早くもネットニュースのトップ項目になっている。九州で年配の男性と車に乗っていたのを目撃。借金2億円。拉致説まであった。
目線を感じてレジを見たとき撮られた気がした。面白おかしい仮説に交じってパン屋で発見されても、生放送にアナをあけたメイン司会がのんびりランチしているなんて逆に本人だと思えないだろう。
明日のこの時間にカメラに向かって謝って言い訳をする前に、きょうの放送がある。
井刈さんと並んで立ったオープニングで、この人が借りている部屋で寝坊してしまいました。なんて言って震源地になってみたい。

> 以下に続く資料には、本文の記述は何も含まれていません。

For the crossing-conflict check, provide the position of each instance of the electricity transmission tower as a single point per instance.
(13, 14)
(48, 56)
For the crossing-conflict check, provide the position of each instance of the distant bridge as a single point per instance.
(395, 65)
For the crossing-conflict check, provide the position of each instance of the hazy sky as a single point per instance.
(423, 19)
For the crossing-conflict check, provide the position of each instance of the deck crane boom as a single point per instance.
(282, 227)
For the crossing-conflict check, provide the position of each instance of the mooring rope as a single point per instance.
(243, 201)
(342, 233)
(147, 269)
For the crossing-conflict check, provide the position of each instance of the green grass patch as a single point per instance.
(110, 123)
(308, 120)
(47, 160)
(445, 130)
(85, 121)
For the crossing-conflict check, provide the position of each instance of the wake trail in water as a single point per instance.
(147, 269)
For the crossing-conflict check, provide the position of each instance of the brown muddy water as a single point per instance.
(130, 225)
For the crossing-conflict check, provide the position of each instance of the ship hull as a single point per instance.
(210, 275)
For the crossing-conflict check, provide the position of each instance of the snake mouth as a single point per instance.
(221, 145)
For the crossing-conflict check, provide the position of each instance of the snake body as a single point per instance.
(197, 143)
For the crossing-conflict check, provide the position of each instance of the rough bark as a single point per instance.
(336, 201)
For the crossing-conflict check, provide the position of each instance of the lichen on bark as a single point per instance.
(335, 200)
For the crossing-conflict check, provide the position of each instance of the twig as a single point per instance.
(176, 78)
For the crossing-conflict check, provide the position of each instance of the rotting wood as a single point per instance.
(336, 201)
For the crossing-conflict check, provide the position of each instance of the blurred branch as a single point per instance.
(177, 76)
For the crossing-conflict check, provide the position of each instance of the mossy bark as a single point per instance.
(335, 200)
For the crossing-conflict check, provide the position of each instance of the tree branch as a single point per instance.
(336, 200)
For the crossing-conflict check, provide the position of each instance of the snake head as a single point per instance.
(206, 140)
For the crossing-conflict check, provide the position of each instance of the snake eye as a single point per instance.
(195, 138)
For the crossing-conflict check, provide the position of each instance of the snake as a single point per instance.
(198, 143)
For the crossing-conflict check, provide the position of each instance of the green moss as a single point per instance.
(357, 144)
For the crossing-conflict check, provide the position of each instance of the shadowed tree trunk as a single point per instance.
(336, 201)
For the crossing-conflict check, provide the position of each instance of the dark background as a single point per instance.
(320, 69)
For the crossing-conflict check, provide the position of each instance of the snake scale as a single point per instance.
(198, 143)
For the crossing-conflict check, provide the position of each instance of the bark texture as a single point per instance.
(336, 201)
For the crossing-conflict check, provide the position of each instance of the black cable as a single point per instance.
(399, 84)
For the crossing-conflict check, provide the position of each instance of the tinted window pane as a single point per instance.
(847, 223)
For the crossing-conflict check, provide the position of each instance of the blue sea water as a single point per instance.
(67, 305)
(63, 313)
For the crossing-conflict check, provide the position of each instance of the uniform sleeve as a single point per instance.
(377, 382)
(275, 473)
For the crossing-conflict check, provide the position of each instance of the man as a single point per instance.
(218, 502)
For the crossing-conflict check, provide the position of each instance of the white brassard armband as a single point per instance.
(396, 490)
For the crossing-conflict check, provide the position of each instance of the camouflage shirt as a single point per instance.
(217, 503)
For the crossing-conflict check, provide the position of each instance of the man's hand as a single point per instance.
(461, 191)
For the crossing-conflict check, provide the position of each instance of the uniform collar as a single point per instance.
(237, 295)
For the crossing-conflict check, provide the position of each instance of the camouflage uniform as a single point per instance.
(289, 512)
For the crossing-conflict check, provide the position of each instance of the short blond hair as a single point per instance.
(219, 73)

良く噛まないと飲み込めないライ麦パンって、こんな時に最適だ。
「どうしたんですか、大騒ぎですよ」
発見したと報告の連絡を入れようとするトラちゃんの首に抱きついた。驚いてテーブルを蹴り上げて、フルーツティーのカップが落ちて割れた。店の客が一斉に顛末を撮っていた。
「ごめんなさい」
思わず出た言葉だったけど、美声と響きで私だと気が付かれた。
トラちゃんの手を取って店を出た。動画で撮ってる素人もいた。
トラちゃんに手を取られ引きづられるように歩かされた。
「痛いから離して」
「だめっ」
「抱きついたから驚いたでしょ」
「酒臭いっすよ」
トラちゃんの恋愛対象は年上の男性だ。抱きついた時、予想通り嫌がって暴れた。
「ねえ、どうしよう」
「新橋大騒ぎですよ。大沢さんがCM明けに出て、連絡が取れないって謝ってました。出演者みんなに責められて可哀そうに。どうしたんすかまったく」
寝坊だと正直に言えば、ADと同等に成り下がると思った瞬間勝手に言葉が出た。
「ぶっ壊したくなった」
強く握っていた手を離してくれた。
「俺も時々そう思いますよ。だから電話にも出なかったんですね、納得っす。いいっすよ、誰にも連絡してないから行ってください。俺は味方っすから」
トラちゃんの背中、かっけー。
「ねえ、どうすればいい?」
盛りが過ぎた神社の藤棚から紗季に全部告白した。
「寝過ごしただけで大騒動になる存在なんだって気分がいいでしょ。今なら謝れば済むし、新橋の局だって番宣になったって許してくれるだろうよ。どうせ私と居た事にすればいいんだろ。熱があったから検査したら陽性だったって言ってやるよ。陽性反応が出た連絡をうっかり忘れていた事にしよう。だからしばらく姿を消せる」
「助かる」
「患者を救うのが私の役目だからね」
紗季は私が大学を卒業する少し前からの主治医だ。病気が治らないからあなたはアナウンサーになれたんだと診断されている。病名は演技性パーソナリティ障害。
「ねえ紗季、やっぱり病気が原因でこんな事になったのかな」
「そうね、あなたは男の気持ちを食べながら生きている。食べ物を粗末にしたからこうなったのよ」
おばあちゃんみたいなことを医者のくせに言った。